LLM strategy: prompt for a single-segment centipede that descends correctly. Add splitting only after one segment works from end to end.

Tetris — 8-bit era

Model owns the board grid and the falling piece (position + rotation). Line-clear logic lives entirely in the Model. View renders the grid; no game logic touches paint calls.

LLM strategy: describe each piece as a int[][] shape. Prompt for placement and gravity before rotation. Test line-clear logic with ModelTester before connecting the View.

Donkey Kong — 8-bit era

Model manages Mario's position and jump arc, barrel positions, and platform layout. A gravity constant applied each tick is enough to produce realistic jumping if the Model exposes a velY field.

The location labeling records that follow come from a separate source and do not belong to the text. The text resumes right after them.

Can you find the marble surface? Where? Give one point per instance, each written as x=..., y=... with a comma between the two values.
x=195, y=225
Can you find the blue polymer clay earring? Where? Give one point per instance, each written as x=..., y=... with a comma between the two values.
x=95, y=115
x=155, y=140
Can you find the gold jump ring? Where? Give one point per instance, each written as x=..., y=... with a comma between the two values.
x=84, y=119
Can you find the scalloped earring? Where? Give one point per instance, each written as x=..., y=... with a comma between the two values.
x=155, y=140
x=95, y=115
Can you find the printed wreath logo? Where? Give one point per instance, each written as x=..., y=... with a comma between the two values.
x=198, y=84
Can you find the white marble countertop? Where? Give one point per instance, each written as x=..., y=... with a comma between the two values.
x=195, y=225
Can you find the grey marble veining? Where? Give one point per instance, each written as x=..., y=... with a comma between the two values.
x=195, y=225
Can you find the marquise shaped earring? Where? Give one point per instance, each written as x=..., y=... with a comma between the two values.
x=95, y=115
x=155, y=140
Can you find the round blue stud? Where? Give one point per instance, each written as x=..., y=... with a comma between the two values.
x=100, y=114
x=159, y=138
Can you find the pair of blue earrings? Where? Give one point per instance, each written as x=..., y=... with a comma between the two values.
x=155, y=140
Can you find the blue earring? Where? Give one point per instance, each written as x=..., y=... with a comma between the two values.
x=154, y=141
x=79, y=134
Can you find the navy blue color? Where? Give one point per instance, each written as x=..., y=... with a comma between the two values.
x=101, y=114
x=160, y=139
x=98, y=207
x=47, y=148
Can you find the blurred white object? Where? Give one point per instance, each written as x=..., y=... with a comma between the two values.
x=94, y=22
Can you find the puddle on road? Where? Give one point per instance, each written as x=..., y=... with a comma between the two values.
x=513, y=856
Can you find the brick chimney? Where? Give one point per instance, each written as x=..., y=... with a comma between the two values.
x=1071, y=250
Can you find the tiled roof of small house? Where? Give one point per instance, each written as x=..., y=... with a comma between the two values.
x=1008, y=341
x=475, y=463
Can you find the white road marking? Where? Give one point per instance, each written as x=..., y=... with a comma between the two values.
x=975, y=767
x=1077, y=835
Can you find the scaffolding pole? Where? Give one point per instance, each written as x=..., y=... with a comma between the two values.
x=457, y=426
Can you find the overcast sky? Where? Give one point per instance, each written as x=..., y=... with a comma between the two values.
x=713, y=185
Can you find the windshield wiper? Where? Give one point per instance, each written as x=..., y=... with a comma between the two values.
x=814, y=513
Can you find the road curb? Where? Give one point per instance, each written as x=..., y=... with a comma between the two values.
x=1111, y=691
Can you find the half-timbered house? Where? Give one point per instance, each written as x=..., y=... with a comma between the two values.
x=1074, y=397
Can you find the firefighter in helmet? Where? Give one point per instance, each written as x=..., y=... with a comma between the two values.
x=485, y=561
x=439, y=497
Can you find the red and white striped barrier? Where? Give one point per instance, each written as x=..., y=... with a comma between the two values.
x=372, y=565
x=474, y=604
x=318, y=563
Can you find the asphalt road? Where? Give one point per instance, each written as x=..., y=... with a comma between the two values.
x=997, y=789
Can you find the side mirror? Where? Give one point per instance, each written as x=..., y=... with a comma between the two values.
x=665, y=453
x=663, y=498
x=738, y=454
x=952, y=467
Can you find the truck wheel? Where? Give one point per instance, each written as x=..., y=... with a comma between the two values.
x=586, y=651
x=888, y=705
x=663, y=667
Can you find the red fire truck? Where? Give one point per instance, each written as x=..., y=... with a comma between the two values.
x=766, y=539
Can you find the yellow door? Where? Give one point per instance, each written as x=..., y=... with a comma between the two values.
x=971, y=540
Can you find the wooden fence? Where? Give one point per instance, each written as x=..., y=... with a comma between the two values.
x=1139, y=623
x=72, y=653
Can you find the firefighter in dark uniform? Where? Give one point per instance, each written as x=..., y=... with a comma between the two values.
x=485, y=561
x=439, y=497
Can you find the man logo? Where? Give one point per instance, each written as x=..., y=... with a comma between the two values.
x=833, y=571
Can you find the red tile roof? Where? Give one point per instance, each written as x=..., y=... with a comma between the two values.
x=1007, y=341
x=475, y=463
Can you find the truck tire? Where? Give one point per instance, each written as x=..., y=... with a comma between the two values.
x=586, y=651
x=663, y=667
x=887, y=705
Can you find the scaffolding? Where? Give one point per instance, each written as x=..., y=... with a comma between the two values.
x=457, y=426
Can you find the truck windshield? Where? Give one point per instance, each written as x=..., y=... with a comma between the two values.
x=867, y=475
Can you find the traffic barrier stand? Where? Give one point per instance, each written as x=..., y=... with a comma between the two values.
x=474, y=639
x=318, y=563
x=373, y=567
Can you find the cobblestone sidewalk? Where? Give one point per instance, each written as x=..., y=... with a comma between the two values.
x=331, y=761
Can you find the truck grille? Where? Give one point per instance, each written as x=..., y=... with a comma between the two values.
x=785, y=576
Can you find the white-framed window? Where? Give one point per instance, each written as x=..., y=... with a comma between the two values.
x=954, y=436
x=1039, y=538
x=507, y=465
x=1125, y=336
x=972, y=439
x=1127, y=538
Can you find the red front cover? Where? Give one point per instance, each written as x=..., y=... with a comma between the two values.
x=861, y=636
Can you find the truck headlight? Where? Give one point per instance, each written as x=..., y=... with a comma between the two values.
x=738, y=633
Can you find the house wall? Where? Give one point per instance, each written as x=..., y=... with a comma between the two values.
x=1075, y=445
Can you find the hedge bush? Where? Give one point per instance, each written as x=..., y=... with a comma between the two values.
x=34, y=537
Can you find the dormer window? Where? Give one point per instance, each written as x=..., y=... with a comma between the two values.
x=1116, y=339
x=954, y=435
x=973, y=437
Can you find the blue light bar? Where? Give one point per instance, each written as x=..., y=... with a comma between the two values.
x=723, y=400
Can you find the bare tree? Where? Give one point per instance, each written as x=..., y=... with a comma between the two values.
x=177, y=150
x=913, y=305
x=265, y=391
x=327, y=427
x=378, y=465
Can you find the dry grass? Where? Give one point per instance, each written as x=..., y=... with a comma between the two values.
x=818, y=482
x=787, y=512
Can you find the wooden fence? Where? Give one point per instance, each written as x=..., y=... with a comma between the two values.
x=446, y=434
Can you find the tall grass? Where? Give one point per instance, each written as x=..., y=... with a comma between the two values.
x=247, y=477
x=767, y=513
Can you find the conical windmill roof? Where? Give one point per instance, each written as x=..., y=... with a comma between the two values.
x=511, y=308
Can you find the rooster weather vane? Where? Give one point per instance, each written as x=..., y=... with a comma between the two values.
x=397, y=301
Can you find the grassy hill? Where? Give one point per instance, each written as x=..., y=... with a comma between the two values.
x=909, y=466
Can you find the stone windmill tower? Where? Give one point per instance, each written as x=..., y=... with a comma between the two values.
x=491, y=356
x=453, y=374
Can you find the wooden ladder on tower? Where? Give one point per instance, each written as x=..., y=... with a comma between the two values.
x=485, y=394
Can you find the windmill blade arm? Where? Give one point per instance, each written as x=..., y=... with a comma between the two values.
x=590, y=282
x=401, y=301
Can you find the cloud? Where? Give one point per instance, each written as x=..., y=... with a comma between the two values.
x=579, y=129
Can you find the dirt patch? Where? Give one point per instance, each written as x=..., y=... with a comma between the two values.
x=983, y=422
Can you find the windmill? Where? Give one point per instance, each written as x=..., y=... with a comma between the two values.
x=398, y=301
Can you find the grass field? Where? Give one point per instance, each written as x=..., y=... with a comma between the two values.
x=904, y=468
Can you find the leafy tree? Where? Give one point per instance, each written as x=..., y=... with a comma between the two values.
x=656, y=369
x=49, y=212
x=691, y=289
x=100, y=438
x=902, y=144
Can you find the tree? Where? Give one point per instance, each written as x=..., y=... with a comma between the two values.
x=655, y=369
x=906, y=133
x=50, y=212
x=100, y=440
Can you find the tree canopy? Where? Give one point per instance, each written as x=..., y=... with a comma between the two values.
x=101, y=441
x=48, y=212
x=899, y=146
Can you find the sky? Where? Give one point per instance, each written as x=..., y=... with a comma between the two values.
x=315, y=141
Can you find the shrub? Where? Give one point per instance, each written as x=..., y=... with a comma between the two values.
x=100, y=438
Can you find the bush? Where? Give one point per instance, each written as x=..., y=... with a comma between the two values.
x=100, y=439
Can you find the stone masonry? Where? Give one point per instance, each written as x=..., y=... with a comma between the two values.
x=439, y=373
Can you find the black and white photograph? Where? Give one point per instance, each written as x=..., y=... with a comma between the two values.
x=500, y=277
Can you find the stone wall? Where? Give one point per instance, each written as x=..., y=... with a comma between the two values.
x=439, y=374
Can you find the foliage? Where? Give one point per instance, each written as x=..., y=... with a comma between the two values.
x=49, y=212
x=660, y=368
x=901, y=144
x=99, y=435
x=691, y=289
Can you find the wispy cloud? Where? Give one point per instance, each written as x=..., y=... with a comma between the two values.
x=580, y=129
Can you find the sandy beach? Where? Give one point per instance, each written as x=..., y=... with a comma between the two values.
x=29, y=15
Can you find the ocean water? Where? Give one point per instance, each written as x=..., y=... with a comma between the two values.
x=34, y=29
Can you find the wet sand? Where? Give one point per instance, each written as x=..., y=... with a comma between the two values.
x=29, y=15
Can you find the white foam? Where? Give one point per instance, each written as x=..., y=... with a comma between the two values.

LLM strategy: platform layout first as a list of rectangles. Prompt for jump/fall physics before adding barrels. Use ModelTester to verify landing and death detection.

Frogger — Atari/8-bit

Model tracks lane objects as lists of Lane records, each with speed and direction. Controller moves all lanes each tick. View draws rows. Collision and safe-zone logic stay in the Model.

LLM strategy: implement one lane completely before adding more. Each lane type (traffic, log, turtle) follows the same interface — prompt for one, then ask Copilot to apply the pattern.